Banks were consulted by the BSP on the revised and upgraded IT regulations. The consultations started even before IT-related banking security issues hit BDO Unibank, Inc. and Bank of the Philippine Islands earlier this year. Besides the two big banks, there were other IT internal control problems that other banks reported.
BSP is comfortable with Fintech, but wary of VCs
In every one of Espenilla’s talks and discussions with bankers, investors and market players this past year, and more so when he took the helm as BSP chief in July, he continued to communicate the central bank’s open-minded approach to Fintech.
Espenilla said he is comfortable with their ways of monitoring and assessing Fintech or financial technology firms but he also wants his people to remain on top of the emerging sector. In short, the BSP has to “stay plugged in and understand what’s going on,” he said.

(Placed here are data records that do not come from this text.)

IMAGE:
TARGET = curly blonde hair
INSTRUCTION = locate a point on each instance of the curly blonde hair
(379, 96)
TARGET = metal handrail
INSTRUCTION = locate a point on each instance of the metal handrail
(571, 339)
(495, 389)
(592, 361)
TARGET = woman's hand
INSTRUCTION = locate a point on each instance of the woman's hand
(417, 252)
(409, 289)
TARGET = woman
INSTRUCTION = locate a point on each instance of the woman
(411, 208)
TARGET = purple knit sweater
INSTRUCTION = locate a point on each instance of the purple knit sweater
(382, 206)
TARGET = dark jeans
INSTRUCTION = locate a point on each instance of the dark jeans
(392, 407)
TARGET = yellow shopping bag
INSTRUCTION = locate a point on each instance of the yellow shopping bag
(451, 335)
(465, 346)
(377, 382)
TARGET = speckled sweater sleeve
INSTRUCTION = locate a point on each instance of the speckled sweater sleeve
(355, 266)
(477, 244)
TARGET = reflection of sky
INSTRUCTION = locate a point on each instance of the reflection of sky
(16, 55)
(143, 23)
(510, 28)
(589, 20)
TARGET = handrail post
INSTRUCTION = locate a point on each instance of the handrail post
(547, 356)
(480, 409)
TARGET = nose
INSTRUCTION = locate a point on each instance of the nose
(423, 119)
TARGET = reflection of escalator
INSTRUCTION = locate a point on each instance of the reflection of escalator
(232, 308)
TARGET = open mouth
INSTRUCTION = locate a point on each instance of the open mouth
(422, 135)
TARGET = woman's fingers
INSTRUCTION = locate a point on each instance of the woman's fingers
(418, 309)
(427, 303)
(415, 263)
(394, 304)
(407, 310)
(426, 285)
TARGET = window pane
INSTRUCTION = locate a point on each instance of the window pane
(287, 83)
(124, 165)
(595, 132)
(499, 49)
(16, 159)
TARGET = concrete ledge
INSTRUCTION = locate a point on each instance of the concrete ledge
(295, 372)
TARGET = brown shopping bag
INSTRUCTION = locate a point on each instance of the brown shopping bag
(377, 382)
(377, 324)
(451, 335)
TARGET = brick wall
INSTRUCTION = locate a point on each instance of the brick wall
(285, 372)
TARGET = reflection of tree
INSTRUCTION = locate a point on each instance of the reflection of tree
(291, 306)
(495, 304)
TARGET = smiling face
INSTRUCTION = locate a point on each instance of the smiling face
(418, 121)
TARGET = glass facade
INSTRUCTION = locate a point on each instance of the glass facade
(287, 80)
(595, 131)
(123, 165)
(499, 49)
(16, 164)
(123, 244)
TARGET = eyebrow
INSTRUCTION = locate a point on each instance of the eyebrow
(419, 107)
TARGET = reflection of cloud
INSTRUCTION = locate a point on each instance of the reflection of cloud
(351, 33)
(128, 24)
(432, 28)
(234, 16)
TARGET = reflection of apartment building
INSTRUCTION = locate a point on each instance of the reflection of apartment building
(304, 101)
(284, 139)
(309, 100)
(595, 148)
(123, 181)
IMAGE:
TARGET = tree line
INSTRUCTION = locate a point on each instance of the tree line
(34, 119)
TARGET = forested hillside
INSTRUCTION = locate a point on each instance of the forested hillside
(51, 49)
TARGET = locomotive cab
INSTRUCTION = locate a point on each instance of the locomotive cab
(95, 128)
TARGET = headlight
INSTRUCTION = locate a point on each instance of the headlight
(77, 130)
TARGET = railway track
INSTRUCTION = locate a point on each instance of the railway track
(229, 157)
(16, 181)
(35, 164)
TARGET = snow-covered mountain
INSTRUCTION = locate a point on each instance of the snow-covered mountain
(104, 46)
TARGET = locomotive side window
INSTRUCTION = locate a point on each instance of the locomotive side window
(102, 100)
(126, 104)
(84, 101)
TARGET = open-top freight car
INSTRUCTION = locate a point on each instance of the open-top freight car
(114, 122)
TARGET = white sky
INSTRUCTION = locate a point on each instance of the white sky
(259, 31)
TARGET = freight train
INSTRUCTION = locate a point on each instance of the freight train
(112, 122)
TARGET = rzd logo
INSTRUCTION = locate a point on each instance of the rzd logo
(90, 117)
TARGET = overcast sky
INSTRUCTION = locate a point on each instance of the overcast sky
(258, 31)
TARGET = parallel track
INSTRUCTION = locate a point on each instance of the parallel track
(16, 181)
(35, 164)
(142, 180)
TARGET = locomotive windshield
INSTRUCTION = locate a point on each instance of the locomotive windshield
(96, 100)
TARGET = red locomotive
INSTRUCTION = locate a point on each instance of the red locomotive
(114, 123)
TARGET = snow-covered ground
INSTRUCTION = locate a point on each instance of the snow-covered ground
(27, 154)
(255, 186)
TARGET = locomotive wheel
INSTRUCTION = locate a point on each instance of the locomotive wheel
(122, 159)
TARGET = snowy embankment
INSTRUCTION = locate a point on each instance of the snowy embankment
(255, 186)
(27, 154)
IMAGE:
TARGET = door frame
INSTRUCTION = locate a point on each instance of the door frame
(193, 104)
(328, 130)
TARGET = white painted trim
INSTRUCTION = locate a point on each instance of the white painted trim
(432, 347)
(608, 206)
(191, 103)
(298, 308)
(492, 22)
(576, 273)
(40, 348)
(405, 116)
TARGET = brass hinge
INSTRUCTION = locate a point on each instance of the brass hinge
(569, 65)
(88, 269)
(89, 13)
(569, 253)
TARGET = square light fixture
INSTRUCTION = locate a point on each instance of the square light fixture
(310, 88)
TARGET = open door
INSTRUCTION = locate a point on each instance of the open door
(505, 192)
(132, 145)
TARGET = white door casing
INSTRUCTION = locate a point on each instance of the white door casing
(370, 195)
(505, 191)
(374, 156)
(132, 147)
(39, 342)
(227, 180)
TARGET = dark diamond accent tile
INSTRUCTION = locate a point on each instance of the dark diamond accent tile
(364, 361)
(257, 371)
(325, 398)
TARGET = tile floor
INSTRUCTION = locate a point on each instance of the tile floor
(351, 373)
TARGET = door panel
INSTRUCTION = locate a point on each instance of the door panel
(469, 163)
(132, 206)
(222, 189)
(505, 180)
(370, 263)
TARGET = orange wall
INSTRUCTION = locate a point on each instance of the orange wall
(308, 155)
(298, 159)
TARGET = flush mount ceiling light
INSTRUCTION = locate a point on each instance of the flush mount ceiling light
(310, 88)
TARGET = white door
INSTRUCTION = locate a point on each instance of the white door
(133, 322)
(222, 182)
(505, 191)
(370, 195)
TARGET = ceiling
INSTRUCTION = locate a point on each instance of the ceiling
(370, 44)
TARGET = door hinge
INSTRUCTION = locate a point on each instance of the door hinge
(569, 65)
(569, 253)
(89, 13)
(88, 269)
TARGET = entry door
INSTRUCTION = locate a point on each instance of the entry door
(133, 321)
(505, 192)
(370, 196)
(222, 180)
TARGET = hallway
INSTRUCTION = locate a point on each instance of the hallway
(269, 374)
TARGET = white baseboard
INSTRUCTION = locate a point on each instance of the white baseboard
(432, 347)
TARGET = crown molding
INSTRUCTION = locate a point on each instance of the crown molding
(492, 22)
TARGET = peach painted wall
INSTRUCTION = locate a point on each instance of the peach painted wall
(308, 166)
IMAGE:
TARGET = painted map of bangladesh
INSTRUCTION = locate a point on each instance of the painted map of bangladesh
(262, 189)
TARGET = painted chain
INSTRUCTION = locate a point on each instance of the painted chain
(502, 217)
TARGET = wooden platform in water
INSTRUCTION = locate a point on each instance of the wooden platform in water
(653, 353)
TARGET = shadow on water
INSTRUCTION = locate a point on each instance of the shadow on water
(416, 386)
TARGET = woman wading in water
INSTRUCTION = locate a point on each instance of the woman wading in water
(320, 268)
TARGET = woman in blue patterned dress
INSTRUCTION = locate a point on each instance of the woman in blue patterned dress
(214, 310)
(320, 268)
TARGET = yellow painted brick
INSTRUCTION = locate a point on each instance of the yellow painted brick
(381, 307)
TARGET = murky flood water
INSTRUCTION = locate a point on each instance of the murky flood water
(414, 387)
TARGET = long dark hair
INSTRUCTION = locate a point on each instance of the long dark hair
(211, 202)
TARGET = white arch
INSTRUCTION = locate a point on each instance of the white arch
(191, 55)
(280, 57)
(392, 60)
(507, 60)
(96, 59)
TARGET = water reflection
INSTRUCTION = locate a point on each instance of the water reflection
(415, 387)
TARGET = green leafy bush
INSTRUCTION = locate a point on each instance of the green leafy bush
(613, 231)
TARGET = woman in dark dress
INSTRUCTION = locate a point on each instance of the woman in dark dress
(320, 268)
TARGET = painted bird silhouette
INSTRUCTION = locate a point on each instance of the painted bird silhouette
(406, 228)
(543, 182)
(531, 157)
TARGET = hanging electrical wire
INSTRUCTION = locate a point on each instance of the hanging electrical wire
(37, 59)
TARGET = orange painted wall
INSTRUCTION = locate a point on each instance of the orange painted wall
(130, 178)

There are various Fintech operations and almost all are being watched by the central bank such as those that support the banking system. The BSP is aware of Fintechs that are service providers and offer services on their own but they are more interested in Fintechs that are acting as a connector between traditional banks and their customers.
“At the BSP, we have a very open-minded approach to Fintech,” said Espenilla in a forum. “This means that we take a very active role in ensuring that our policy provides opportunities for innovation that can help advance inclusive growth and deliver more efficient financial services. At the same time, we want to ensure risks are well managed, particularly technology, money laundering/ terrorist financing, and consumer protection risks.”
Mindful of related risks to Fintechs, the BSP in 2017 issued several regulations that will address technology risks, as well AML/CFT concerns. “These include comprehensive supervisory frameworks for money service businesses and pawnshops to ensure effective AML compliance. This also extends to entities that use virtual currency (VC) as underlying instruments for remittance.”
On December 30, the BSP had to issue a public warning against the use of VCs before Filipinos greet the new year, perhaps realizing that in 2018, VCs will either change the game or sunk the ship that disruptive technology sailed on.
The BSP said VCs such as Bitcoin bring with it risks including money laundering and its use as pyramid-like investment instrument.
The BSP said that usage of VCs in the Philippines has gained momentum as payment and in sending remittances due to its “faster, cheaper, and convenient way” of transactions, but it also noted that investors could be hooked on VC pyramid schemes which are “disguised as initial coin offerings or virtual currency investment products.”
Due to the rising trend in the use of VC exchanges, the BSP has categorized these VC transactions as remittance and transfer companies for purposes of supervision.
Espenilla earlier said that they have noted a significant increase in Bitcoin daily transactions, from just $2 million two years ago to $6 million today. “That’s the reason why we created the requirement (to register) because we are seeing rapid increase (in VC usage),” he said.
When the BSP approved the VC circular in February last year, it was the first such regulation in Asia. Still, Espenilla said they remain very watchful of VC trends and its accessibility as a money laundering vehicle.